Before the cold weather really hits, it is best to prepare your car as best as possible to ensure that it’s running well and safely. While vehicles are made to handle inclement weather and cold temperatures, there are a few steps you can take to ensure your car is in the best possible condition.

Inspect Your Tires

Whether your car has front-wheel drive, all-wheel drive, or even four-wheel drive, inspect yours tires to make sure the tread is deep enough and the tire pressure is accurate. Worn down tires can be hazardous on slick winter roads.

  • Tire Pressure – If you’ve never checked your tire’s pressure before, refer to your owner’s manual for the proper PSI. Most gas stations have air stations for your tires.
  • Tread Check – The easiest way to ensure your tire tread is safe is with the penny test: hold a penny between your forefinger and thumb so you can see Lincoln’s head. Place the penny (upside down) in the tire tread and if you can see Lincoln’s whole head, your tires need to be replaced.

Image result for penny test tire tread

Check All Fluid Levels

Make sure your car’s fluids are all topped off to start the cold season. You can check at home or take it to your local mechanic.

  • Oil – Mechanics sometimes recommend using thinner oil in the winter months because the cold weather can make it thicker and harder on your engine, but check your owner’s manual just in case.
  • Coolant – If you live where temperatures get below freezing, it is important to have the proper water/antifreeze mixture to prevent your radiator from freezing.
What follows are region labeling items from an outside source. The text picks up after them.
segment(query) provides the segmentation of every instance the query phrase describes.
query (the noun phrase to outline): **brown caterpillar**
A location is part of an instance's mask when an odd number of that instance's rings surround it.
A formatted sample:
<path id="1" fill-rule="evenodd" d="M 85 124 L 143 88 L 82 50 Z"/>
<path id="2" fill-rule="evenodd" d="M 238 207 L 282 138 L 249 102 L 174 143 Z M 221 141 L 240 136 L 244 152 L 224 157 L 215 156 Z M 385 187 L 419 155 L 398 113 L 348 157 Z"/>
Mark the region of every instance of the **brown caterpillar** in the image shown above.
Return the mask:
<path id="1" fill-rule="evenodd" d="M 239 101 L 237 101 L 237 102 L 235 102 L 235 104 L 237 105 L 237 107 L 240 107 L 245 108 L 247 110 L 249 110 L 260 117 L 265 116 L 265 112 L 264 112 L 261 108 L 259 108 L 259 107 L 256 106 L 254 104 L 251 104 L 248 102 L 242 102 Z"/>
You can pick up a tester at any auto parts store to make sure the fluid is filled up to maximum capacity.
  • Windshield Washer Fluid – This may get overlooked, but make sure your washer fluid contains antifreeze so you can see clearly all winter long.

Test Your Battery

It’s not only your engine that dislikes cold weather – your battery gets cold too! In fact, colder temperatures can wreak havoc on your battery capacity.

Check your battery for any cracks, make sure the cable connections are snug, and check the charge level. You can do this by turning off your engine and looking at your battery’s built-in hydrometer to check the voltage levels. If your car doesn’t have a hydrometer built-in, you can pick one up at an auto parts store.

Image result for checking car battery

Have an Emergency Kit

In case of an emergency, you’ll want to be prepared with all the essentials for both you and your vehicle.  Use this checklist to make sure you have everything you need in case you get stranded this winter.

Keep Up Regular Maintenance

The best way to ensure your car is running smoothly this winter is to stay on top of routine maintenance – this means getting your oil changed regularly, have your belts and hoses checked by a mechanic, and get your engine tuned up as recommended.  Every vehicle is different, so reading over your owner’s manual before the cold weather strikes can be incredibly helpful so you know what to expect.